Sweat is a remarkable substance, but it has only been made clear to me recently how remarkable. For the present I live in an exceptionally humid part of the world; my sister traveling in India says it is hotter here in the States on our parents' farm than it is in Mumbai. Annapolis is a comparable level of heat, and in both places one sweats at the slightest movement, even when one is reading.
Sooner or later this frustrated me and I felt restless. So in the hottest part of the day I went for a run. Predictably the sweat covered me entirely and when I came back I was wet indeed. For some reason I did not take a shower but sat happy as a clam in front of my bedroom fan. The sweat rolled off me, and when I dried something was different: the humidity did not affect me and I even shivered from the breeze.

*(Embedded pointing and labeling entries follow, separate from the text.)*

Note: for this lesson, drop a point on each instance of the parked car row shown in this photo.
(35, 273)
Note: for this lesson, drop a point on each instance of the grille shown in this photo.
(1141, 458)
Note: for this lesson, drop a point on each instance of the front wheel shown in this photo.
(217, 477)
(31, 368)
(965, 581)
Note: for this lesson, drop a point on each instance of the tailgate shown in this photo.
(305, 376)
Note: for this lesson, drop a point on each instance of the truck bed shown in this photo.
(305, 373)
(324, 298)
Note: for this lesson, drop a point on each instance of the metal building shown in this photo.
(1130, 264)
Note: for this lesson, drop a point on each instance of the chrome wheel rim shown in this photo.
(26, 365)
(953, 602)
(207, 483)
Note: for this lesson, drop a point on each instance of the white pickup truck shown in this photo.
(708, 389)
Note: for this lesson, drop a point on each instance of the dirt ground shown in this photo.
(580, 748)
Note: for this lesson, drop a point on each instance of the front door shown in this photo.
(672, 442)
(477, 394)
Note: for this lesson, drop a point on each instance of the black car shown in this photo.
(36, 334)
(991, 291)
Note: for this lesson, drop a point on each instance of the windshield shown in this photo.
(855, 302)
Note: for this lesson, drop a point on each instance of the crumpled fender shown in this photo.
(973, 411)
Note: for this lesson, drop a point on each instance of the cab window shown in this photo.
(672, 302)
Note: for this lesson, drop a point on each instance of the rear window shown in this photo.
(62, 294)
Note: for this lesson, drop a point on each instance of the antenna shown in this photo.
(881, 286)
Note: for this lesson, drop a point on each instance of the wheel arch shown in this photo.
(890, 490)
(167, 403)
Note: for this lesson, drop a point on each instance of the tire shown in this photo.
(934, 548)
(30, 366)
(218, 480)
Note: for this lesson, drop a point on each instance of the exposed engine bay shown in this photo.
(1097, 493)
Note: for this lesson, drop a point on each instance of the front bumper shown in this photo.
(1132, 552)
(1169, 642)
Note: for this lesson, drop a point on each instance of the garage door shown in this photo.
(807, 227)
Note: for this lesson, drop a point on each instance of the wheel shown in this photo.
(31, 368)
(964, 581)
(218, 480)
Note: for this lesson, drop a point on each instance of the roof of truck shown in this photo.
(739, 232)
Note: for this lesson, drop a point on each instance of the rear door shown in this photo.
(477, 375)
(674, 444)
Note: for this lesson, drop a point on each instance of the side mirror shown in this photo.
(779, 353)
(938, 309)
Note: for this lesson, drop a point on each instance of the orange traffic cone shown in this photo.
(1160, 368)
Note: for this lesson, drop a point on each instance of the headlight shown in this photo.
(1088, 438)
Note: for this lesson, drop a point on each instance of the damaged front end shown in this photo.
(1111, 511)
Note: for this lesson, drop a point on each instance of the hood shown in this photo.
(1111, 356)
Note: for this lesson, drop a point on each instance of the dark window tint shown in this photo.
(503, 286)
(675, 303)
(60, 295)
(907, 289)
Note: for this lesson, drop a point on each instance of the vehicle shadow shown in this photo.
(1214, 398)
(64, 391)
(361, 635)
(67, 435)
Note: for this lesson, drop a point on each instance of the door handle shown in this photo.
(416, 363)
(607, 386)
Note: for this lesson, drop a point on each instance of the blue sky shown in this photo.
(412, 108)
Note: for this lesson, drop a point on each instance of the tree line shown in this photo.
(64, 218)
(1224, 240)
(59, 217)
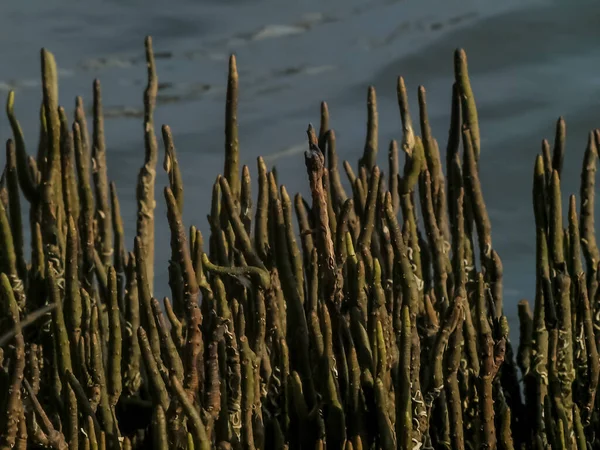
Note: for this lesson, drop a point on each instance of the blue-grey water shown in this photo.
(530, 61)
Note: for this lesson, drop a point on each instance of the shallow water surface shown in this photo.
(530, 61)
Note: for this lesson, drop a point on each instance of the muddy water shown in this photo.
(530, 61)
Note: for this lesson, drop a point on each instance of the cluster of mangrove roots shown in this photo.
(370, 325)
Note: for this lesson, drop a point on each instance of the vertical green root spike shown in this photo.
(171, 166)
(232, 150)
(369, 158)
(147, 175)
(468, 101)
(100, 176)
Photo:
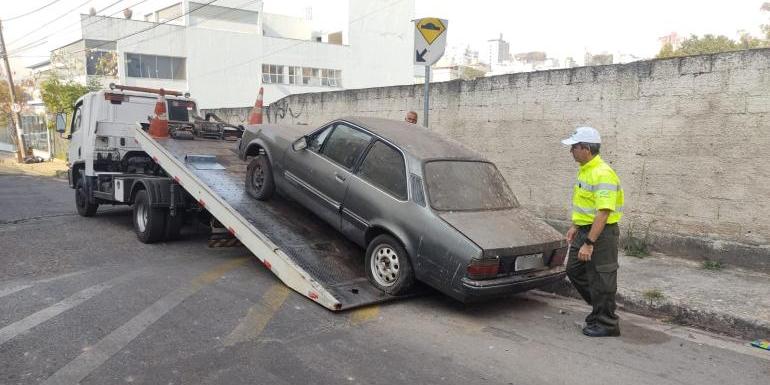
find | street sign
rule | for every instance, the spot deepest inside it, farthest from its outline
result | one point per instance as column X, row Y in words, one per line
column 429, row 40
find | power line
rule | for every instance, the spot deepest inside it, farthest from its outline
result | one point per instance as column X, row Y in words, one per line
column 43, row 39
column 146, row 29
column 53, row 21
column 31, row 12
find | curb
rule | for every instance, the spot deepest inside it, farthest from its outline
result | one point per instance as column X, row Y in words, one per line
column 677, row 313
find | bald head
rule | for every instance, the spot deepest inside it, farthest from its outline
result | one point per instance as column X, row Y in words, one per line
column 411, row 117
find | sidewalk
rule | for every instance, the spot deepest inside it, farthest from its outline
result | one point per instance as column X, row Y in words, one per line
column 54, row 168
column 728, row 300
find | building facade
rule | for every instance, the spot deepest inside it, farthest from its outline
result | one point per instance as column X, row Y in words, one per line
column 223, row 52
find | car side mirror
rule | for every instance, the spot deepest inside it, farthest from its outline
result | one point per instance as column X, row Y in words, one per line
column 299, row 144
column 61, row 122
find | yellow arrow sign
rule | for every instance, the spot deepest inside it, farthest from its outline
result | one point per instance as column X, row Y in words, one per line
column 430, row 28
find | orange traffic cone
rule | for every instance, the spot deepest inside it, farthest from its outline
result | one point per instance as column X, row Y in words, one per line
column 159, row 122
column 255, row 117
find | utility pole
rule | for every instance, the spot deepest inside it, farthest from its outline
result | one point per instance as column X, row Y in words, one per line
column 16, row 116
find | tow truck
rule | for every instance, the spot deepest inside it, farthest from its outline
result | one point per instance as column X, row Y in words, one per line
column 195, row 172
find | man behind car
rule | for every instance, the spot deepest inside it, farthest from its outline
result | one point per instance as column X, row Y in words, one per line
column 597, row 203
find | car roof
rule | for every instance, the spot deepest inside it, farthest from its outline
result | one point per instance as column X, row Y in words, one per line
column 415, row 139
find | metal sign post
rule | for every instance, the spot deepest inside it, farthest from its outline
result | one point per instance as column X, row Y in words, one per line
column 429, row 43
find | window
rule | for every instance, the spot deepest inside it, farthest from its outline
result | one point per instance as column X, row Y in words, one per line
column 384, row 167
column 102, row 63
column 272, row 73
column 155, row 67
column 76, row 120
column 310, row 77
column 345, row 145
column 330, row 78
column 482, row 186
column 133, row 66
column 295, row 75
column 317, row 139
column 164, row 67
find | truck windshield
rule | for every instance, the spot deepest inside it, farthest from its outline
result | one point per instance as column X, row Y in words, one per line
column 467, row 186
column 179, row 110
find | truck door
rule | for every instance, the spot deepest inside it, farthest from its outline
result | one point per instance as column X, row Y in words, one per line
column 75, row 150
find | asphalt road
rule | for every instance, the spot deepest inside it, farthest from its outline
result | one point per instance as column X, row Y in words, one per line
column 81, row 300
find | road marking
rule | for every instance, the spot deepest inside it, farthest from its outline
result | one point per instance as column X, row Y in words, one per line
column 12, row 289
column 259, row 315
column 364, row 314
column 41, row 316
column 87, row 362
column 19, row 286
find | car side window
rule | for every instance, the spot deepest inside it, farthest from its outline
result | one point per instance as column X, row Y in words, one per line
column 76, row 120
column 316, row 140
column 384, row 167
column 345, row 145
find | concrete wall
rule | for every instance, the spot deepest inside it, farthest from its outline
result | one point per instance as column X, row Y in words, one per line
column 689, row 138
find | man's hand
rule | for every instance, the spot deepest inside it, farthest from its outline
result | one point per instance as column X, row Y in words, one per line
column 584, row 254
column 571, row 234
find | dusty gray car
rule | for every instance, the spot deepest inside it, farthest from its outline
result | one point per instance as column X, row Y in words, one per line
column 424, row 207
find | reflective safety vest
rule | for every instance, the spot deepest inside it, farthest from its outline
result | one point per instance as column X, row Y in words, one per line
column 597, row 187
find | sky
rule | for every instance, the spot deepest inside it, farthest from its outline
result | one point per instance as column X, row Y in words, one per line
column 559, row 27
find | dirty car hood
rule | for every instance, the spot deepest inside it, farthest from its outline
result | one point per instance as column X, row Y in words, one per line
column 505, row 231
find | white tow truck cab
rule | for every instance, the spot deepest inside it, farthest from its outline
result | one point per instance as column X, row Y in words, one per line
column 107, row 165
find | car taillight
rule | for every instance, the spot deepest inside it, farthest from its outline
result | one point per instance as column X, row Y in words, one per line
column 558, row 256
column 483, row 268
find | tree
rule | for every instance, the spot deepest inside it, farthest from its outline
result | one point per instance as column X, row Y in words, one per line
column 5, row 101
column 59, row 96
column 766, row 27
column 695, row 45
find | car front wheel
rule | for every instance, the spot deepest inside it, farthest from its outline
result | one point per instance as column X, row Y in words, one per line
column 259, row 178
column 388, row 266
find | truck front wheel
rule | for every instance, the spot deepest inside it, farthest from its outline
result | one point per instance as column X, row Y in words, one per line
column 83, row 204
column 149, row 222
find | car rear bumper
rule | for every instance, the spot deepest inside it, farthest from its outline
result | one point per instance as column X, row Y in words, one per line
column 481, row 289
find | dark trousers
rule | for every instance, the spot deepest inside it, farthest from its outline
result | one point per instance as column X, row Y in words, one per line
column 596, row 280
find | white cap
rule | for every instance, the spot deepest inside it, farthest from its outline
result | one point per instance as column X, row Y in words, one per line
column 584, row 135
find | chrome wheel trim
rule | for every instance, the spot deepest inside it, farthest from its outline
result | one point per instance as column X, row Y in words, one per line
column 258, row 177
column 385, row 265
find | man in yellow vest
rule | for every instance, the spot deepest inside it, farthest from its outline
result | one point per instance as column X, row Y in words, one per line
column 597, row 206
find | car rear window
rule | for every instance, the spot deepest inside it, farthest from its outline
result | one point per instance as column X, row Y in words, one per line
column 384, row 167
column 467, row 186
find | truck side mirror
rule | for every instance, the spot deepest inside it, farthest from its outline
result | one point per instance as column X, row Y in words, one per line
column 61, row 122
column 299, row 144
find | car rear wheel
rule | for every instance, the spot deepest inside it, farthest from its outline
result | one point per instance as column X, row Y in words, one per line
column 388, row 266
column 259, row 178
column 84, row 206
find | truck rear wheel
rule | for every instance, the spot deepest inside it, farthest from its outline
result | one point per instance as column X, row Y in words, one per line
column 83, row 204
column 173, row 225
column 149, row 222
column 259, row 178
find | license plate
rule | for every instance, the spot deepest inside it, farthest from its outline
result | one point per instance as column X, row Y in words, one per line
column 529, row 262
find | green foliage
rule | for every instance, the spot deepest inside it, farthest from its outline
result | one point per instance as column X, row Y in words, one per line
column 695, row 45
column 5, row 97
column 714, row 265
column 59, row 96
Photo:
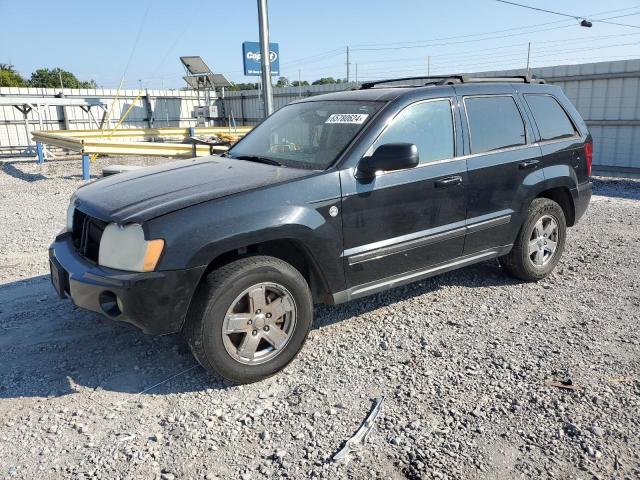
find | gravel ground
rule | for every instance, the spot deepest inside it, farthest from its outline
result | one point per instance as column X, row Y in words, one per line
column 464, row 362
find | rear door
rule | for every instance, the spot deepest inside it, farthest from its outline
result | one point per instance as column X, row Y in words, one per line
column 405, row 220
column 503, row 164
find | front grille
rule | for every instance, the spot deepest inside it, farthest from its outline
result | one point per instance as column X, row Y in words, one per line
column 86, row 234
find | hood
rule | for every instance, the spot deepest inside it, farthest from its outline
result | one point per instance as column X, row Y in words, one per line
column 147, row 193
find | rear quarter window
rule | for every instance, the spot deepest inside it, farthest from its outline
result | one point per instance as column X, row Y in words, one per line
column 552, row 121
column 494, row 123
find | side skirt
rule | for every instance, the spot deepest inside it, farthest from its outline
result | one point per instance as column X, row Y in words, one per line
column 388, row 283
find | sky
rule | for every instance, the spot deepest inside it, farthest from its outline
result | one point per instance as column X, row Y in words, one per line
column 142, row 40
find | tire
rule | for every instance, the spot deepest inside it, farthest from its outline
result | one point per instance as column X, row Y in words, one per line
column 530, row 259
column 254, row 346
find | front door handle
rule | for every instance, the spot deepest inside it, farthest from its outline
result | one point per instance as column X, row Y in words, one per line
column 449, row 181
column 528, row 164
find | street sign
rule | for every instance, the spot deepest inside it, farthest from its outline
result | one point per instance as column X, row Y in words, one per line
column 251, row 59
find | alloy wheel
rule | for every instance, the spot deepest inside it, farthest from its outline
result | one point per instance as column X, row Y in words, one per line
column 259, row 323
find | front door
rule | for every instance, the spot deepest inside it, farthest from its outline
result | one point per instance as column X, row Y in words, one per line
column 406, row 220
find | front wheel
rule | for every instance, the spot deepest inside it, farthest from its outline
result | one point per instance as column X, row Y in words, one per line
column 250, row 318
column 540, row 242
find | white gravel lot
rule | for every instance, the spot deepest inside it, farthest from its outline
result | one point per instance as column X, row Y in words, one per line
column 464, row 361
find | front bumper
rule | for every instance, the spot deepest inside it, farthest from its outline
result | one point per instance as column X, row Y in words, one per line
column 155, row 302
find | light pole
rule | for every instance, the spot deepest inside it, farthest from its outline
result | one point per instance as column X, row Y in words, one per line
column 267, row 93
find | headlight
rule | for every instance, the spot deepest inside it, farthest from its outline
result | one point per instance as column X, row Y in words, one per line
column 125, row 248
column 70, row 210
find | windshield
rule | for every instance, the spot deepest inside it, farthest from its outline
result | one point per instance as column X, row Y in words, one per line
column 306, row 135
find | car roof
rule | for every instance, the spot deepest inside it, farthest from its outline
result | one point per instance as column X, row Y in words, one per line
column 387, row 94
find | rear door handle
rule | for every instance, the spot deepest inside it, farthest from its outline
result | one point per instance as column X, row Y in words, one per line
column 528, row 164
column 449, row 181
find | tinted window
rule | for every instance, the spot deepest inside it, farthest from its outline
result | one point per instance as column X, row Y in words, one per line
column 429, row 125
column 494, row 122
column 551, row 119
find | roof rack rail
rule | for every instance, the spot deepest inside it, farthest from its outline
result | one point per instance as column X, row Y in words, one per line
column 455, row 79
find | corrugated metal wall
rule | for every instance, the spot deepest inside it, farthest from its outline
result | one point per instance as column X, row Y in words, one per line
column 607, row 94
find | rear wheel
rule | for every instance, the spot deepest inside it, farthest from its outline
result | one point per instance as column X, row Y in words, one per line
column 540, row 242
column 250, row 318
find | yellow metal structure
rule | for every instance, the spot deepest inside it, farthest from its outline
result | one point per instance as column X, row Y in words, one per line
column 150, row 133
column 92, row 146
column 91, row 142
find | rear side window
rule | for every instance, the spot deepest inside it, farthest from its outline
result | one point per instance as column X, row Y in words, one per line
column 552, row 120
column 428, row 125
column 494, row 123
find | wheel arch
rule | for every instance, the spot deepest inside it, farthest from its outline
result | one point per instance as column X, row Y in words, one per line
column 562, row 196
column 288, row 249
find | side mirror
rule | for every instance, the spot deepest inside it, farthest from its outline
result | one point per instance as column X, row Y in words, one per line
column 389, row 157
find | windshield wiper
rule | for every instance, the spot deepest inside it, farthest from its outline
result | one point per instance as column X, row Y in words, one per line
column 258, row 159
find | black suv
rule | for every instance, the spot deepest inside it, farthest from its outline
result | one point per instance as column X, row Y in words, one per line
column 331, row 198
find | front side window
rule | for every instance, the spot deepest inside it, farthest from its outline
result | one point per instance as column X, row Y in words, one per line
column 428, row 125
column 494, row 123
column 307, row 135
column 550, row 117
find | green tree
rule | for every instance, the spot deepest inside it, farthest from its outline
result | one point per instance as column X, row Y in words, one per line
column 50, row 78
column 9, row 77
column 282, row 82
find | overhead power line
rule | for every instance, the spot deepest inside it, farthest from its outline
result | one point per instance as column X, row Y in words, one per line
column 582, row 18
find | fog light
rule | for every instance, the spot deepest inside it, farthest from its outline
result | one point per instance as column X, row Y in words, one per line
column 110, row 304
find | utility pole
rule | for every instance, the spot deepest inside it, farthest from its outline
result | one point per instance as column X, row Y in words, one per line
column 263, row 20
column 348, row 63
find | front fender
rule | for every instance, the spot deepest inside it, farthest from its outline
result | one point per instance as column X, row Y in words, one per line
column 297, row 211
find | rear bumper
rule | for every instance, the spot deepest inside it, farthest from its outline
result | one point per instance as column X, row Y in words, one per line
column 581, row 198
column 155, row 302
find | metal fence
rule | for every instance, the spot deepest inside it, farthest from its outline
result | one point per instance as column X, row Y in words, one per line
column 607, row 94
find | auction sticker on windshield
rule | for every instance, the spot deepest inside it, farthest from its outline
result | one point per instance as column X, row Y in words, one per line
column 353, row 118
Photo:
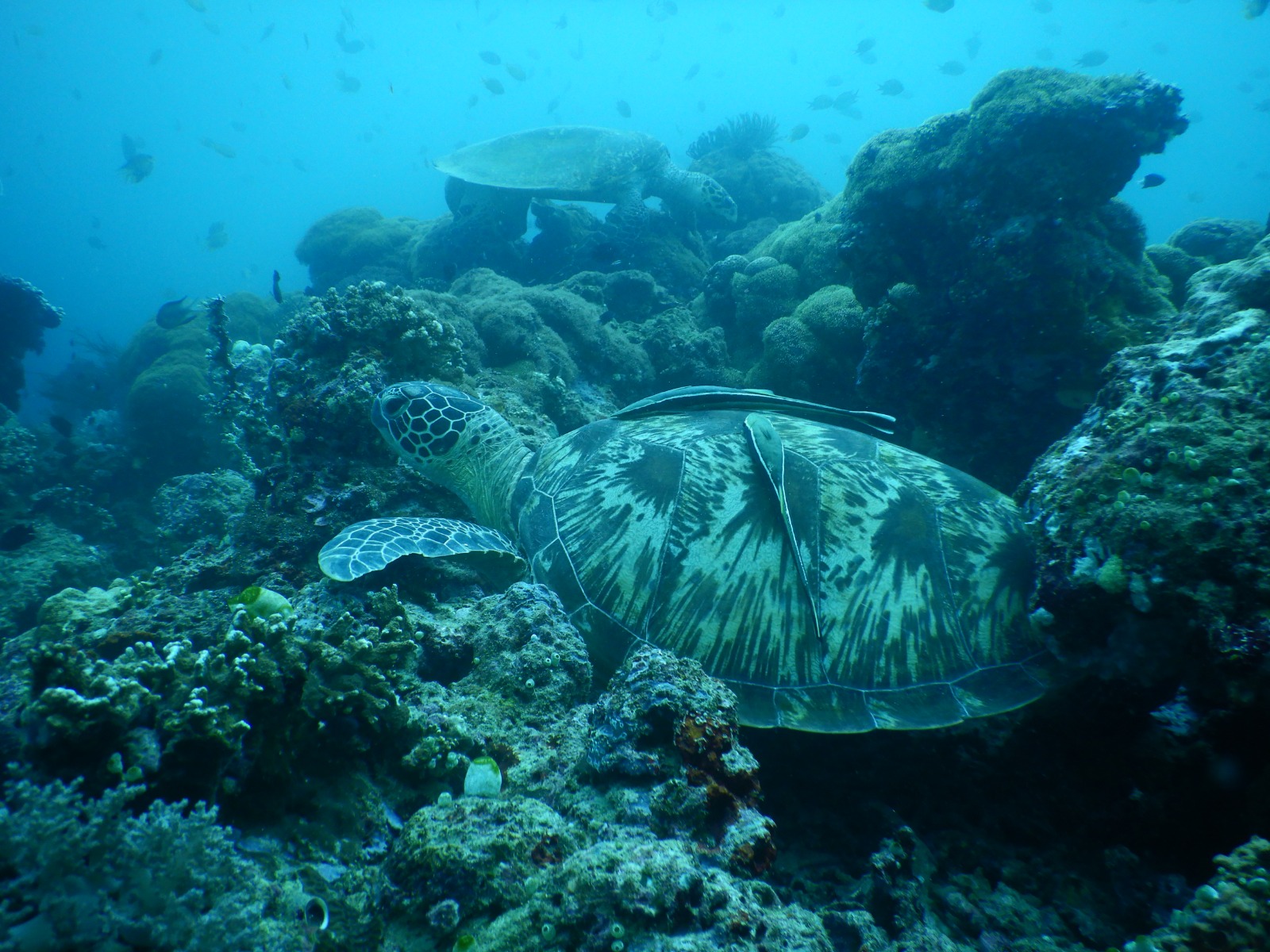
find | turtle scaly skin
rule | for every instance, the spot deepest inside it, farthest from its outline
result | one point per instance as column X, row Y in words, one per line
column 837, row 583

Now this was something wholly unprecedented and I was unsure how to take it, aside from the sheer joy I felt. I knew a run in cold weather made tolerating the cold inside (I keep my house at fifty-five degrees in the winter) easier, but never dreamed that exercising in hot weather caused one's body to cool itself more efficiently, despite knowing, as we all do, that sweat is the method by which our body cools itself. I mean, duh. I even eventually showered and everything stayed the same. So I suppose this means I have adjusted from the desert to the humid plains, and shall have no more difficulties. Needless to say, this pleases me, and makes me turn an appreciative, benevolent eye to that once odious substance which now signals relief from the fire of the sun.